On the other hand, if your MAC collection includes a lot of Superiors, Originals, and Chefs series knives -- you'll like the heck out of a Chef's Choice. No kidding. Those blades are very flexible and the rotary action of the machine doesn't make the blade chatter -- so you get a really nice edge. Better polish than a rollsharp, for sure.

Some things to think about,
BDL


----------



## cola-bear (Dec 30, 2008)

Thanks for you advice boar, and actually my entire set are all from the MAC Professional line (except the scalloped breadslicer, as there isnt a Pro variant).
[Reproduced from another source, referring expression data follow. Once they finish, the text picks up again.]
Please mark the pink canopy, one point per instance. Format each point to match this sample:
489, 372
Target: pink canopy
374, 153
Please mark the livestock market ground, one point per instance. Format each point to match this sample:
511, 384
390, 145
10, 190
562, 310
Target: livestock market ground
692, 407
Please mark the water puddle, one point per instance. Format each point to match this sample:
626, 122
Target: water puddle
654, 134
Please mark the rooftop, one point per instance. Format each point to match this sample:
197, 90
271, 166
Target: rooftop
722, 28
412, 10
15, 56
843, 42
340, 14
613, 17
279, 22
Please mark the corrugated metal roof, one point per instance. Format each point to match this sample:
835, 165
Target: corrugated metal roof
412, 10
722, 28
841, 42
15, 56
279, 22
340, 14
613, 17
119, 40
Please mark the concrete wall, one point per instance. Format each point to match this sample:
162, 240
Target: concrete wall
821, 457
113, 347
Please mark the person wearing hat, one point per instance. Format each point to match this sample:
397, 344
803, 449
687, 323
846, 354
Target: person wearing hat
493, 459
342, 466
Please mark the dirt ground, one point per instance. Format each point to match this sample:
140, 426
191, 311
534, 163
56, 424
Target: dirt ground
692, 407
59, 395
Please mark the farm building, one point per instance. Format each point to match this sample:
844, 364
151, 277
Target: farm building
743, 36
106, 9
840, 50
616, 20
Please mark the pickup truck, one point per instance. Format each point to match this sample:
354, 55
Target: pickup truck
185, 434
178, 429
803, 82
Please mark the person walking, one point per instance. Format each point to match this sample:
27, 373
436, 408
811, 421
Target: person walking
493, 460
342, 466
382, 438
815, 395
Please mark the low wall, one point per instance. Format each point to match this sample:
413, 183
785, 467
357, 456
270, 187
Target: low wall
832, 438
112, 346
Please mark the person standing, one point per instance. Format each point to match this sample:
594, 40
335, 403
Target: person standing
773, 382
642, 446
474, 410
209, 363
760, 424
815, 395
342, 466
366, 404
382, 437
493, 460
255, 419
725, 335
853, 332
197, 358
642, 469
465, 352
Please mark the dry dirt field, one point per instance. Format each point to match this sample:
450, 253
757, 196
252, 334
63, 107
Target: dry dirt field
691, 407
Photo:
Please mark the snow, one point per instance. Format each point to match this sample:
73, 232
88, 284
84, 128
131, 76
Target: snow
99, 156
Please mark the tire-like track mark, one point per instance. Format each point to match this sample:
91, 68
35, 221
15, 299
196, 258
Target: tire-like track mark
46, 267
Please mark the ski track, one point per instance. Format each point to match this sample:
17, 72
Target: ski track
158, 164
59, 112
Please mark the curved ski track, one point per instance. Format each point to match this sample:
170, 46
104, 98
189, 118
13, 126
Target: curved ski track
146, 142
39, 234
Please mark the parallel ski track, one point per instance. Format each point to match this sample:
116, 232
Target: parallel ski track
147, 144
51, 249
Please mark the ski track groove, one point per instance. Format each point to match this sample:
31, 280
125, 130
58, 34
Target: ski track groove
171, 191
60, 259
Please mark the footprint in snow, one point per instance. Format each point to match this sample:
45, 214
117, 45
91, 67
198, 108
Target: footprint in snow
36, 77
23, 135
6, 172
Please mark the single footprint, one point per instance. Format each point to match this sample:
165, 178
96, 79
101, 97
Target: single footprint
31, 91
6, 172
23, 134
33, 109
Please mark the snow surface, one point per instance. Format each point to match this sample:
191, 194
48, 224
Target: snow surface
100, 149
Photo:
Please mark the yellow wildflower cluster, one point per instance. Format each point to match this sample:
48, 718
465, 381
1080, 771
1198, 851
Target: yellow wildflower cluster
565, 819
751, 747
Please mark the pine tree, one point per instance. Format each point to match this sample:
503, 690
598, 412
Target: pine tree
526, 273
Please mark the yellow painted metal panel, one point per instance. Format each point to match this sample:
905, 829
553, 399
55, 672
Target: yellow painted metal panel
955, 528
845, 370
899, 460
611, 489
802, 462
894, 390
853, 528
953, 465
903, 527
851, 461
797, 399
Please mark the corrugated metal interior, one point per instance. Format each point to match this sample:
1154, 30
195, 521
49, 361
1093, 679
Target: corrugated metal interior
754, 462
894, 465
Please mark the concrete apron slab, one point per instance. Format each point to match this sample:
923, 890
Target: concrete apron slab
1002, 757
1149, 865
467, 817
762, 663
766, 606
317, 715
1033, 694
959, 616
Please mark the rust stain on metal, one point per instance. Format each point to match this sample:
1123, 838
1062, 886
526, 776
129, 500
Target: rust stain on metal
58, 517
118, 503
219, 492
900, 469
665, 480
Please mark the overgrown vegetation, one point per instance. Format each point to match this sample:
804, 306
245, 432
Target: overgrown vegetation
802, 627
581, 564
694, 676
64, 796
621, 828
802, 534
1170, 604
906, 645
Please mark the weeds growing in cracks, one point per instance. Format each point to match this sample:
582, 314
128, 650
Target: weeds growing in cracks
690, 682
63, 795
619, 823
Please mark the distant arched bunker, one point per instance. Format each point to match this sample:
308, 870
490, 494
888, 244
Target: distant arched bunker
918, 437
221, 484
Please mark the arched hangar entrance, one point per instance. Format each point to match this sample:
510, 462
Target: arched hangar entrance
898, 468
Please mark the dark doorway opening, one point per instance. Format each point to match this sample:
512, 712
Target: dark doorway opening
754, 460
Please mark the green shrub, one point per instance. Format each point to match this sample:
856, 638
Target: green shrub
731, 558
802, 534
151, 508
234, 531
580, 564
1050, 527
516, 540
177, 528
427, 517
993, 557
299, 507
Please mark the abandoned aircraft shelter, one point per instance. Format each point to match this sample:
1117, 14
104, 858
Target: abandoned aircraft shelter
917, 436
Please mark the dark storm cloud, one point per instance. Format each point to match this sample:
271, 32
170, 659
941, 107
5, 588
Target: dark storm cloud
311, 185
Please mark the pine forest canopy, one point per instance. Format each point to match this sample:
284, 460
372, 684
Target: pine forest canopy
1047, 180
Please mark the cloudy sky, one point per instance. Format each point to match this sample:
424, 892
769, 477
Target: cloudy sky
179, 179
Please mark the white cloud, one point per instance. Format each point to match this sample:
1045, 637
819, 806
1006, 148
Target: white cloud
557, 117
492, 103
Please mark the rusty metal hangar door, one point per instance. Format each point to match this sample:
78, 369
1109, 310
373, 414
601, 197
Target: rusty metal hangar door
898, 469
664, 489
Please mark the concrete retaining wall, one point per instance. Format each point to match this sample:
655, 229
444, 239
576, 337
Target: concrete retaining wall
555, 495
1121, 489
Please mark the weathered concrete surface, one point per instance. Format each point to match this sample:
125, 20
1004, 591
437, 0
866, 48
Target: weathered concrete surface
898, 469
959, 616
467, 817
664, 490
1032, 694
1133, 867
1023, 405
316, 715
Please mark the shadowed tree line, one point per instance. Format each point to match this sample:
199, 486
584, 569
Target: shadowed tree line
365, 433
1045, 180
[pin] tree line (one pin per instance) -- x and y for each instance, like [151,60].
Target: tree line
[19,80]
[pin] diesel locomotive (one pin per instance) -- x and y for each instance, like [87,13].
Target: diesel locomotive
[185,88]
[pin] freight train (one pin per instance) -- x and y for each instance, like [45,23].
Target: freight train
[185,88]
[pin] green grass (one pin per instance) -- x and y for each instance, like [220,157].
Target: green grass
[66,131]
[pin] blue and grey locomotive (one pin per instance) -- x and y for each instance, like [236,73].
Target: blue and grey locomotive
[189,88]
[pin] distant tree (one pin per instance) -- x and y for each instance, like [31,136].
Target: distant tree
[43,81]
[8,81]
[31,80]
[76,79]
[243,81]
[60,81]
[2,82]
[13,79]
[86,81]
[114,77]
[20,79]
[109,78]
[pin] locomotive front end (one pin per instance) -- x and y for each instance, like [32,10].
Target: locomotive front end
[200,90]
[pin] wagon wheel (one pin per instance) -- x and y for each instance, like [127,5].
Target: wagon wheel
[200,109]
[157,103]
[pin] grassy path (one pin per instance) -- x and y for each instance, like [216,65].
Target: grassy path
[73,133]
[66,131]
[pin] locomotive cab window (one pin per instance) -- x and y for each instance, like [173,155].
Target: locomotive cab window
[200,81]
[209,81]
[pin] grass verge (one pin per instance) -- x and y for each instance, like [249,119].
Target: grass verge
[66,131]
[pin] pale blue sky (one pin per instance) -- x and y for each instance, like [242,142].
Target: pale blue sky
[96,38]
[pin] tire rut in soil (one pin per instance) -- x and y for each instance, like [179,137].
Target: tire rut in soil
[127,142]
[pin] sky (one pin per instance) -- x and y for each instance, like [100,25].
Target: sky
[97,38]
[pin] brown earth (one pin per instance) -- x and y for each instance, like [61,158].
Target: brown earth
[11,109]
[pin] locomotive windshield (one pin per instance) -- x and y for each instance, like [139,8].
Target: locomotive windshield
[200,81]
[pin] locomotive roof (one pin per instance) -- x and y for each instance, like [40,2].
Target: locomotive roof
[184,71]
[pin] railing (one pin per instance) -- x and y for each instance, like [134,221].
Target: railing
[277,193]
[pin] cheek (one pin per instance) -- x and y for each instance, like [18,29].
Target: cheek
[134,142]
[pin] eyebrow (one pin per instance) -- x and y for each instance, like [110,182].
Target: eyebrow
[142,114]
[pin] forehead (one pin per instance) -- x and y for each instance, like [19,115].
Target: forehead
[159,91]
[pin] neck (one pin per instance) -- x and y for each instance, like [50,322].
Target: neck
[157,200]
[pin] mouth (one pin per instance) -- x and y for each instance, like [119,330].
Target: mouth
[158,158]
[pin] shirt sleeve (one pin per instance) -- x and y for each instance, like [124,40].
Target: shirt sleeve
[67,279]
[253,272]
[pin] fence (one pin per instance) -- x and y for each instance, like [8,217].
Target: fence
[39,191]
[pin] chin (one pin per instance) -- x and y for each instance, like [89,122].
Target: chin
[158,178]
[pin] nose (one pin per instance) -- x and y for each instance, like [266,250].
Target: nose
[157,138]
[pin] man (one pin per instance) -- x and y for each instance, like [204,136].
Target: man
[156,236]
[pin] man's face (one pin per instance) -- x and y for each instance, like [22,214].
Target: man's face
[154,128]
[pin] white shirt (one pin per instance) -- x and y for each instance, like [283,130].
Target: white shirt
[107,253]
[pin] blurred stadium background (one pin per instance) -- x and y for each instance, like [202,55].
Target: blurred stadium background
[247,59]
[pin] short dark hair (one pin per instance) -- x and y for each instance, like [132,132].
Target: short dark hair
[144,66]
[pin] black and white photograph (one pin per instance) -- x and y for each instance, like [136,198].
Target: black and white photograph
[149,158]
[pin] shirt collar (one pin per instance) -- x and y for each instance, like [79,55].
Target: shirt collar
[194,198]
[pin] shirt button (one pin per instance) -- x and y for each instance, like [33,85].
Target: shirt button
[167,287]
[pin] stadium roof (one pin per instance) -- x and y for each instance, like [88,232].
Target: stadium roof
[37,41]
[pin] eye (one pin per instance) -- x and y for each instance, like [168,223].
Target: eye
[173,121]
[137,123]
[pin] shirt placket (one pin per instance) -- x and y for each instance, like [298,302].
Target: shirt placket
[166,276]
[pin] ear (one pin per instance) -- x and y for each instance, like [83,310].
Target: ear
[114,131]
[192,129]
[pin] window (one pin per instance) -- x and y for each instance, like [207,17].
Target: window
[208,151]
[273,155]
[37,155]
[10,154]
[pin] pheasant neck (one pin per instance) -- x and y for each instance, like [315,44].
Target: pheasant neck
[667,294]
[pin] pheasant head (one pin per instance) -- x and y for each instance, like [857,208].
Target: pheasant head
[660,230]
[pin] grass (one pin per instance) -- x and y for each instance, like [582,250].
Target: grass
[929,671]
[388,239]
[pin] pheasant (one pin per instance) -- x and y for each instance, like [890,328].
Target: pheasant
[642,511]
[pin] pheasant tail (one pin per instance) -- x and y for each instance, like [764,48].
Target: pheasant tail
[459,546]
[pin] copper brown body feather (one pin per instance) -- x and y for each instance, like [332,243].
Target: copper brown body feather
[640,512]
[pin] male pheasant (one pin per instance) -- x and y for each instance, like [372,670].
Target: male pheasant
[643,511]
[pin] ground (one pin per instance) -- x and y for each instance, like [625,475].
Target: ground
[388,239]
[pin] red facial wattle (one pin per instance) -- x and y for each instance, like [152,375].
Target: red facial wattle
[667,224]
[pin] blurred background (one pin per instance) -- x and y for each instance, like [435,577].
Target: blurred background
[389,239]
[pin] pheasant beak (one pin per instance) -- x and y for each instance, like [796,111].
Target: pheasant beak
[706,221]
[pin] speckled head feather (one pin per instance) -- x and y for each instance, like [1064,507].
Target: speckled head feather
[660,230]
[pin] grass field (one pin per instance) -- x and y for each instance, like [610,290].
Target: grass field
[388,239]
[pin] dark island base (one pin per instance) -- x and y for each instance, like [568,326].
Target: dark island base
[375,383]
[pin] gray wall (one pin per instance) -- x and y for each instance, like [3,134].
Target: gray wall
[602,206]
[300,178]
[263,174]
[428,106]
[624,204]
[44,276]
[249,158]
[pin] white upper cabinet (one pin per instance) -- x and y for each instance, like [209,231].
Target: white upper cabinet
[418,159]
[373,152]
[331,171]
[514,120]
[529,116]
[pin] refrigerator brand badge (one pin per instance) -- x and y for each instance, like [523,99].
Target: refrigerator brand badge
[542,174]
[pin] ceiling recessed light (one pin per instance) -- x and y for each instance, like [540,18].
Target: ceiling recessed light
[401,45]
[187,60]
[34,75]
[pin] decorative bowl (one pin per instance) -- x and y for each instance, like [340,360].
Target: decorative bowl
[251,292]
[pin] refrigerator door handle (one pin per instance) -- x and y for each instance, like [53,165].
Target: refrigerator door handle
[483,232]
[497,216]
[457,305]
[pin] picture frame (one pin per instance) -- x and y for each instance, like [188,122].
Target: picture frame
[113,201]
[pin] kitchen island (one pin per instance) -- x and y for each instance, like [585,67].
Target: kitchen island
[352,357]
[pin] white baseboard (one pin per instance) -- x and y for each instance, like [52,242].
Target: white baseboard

So maybe I will look into the 316, or 315S you mentioned, just because to really re-edge most of my knives, I need to put a good chunk of my day aside to get them all done. 

All of my knives get used, being an apprentice I am bounced all over my kitchen, doing different jobs, etc. So it's not like I just am sharpening my Gyoto or Satoku, I'm sharpening those, a boning, filet, paring, (and since the holiday season is now over) my god **** carving knife.

So it's time to see if I can find a retailer around here who sells either of those two models, thanks again for your time.


----------



## ak81 (Sep 15, 2011)

Can you recommend a sharpener that has a honing stage suitable for MAC knives?


----------